The ICC stated that it would fully support the action the respective cricket boards decided to take
The International Cricket Council (ICC), along with the respective cricket boards of Sri Lanka, Pakistan and Bangladesh, have suspended the six umpires named in a sting operation by India TV, which revealed that they were willing to accept money in return for making decisions favouring certain players.
The umpires, Nadir Shah (Bangladesh), Nadeem Ghauri and Anis Siddiqui (Pakistan), and Sagara Gallage, Maurice Winston Zilwa and Gamini Dissanayake (Sri Lanka) have all denied the accusations that they were involved in match-fixing.
In response to the situation, the ICC stated that the umpires had not signed contracts with them, and added that it was up to the respective cricket boards to decide what action to take.

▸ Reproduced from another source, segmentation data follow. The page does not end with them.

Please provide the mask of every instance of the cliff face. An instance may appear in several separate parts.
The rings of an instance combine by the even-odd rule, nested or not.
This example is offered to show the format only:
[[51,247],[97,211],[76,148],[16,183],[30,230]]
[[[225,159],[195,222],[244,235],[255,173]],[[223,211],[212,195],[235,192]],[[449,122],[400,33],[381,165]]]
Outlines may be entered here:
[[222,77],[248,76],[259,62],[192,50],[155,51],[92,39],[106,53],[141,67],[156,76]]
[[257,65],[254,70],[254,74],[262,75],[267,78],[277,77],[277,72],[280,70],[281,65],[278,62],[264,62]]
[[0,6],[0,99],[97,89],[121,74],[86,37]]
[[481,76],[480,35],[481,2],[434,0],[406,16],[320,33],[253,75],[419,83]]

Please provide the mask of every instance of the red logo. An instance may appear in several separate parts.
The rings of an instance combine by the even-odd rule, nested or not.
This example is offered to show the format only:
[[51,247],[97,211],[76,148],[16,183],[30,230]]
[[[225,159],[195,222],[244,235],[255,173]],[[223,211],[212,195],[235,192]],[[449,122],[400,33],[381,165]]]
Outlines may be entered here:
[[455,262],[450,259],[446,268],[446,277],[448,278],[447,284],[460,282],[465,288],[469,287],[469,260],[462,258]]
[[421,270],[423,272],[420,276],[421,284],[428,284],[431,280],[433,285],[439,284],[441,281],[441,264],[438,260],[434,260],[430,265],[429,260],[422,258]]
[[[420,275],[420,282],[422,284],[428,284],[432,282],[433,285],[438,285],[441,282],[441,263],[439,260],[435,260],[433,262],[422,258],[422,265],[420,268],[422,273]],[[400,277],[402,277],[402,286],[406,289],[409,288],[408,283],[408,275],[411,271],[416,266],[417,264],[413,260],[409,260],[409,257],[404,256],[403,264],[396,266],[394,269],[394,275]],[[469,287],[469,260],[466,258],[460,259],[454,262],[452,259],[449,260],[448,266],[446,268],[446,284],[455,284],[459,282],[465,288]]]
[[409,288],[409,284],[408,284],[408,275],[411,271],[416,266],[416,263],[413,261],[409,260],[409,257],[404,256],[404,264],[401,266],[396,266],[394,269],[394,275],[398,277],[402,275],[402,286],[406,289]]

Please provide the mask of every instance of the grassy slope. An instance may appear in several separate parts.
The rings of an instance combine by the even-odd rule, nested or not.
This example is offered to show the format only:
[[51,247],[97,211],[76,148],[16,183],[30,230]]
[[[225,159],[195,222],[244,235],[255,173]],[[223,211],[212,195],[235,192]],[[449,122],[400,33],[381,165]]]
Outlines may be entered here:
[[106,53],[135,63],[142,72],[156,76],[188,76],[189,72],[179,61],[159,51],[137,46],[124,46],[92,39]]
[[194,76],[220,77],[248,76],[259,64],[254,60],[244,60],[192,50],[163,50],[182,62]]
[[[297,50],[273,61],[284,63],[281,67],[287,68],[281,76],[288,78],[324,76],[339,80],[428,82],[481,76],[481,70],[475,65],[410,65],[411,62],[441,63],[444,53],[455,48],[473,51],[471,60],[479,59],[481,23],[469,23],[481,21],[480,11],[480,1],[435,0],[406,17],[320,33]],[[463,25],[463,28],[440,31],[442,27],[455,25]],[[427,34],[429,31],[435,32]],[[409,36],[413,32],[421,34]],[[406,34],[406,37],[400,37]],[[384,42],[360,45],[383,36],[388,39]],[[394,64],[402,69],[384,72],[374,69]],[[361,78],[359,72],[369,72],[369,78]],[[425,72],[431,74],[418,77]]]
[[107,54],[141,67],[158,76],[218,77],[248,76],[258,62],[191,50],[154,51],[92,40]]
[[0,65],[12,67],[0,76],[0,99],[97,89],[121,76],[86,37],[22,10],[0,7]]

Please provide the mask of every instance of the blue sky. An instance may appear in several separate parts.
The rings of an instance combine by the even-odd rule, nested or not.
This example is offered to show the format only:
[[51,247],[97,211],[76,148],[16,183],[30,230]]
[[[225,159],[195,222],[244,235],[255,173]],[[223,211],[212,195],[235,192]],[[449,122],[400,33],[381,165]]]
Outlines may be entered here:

Sri Lanka Cricket (SLC) and the Pakistan Cricket Board (PCB) have already begun investigating the claims, while the Bangladesh Cricket Board (BCB) announced that they would be a setting up an inquiry committee to oversee the matter.
The ICC have already asked India TV to hand over all their tapes proving that the umpires had agreed to match-fix so that the anti-corruption unit and respective cricket boards can understand what extremities the umpires were willing to go to.
The sting operation took place between July and August, and involved a reporter going undercover as a representative of a sports management company that promised to land the umpires officiating assignments in many of the world’s biggest domestic Twenty20 tournaments.
A lot of the information the undercover reporter obtained was through interviews and conversations via Skype.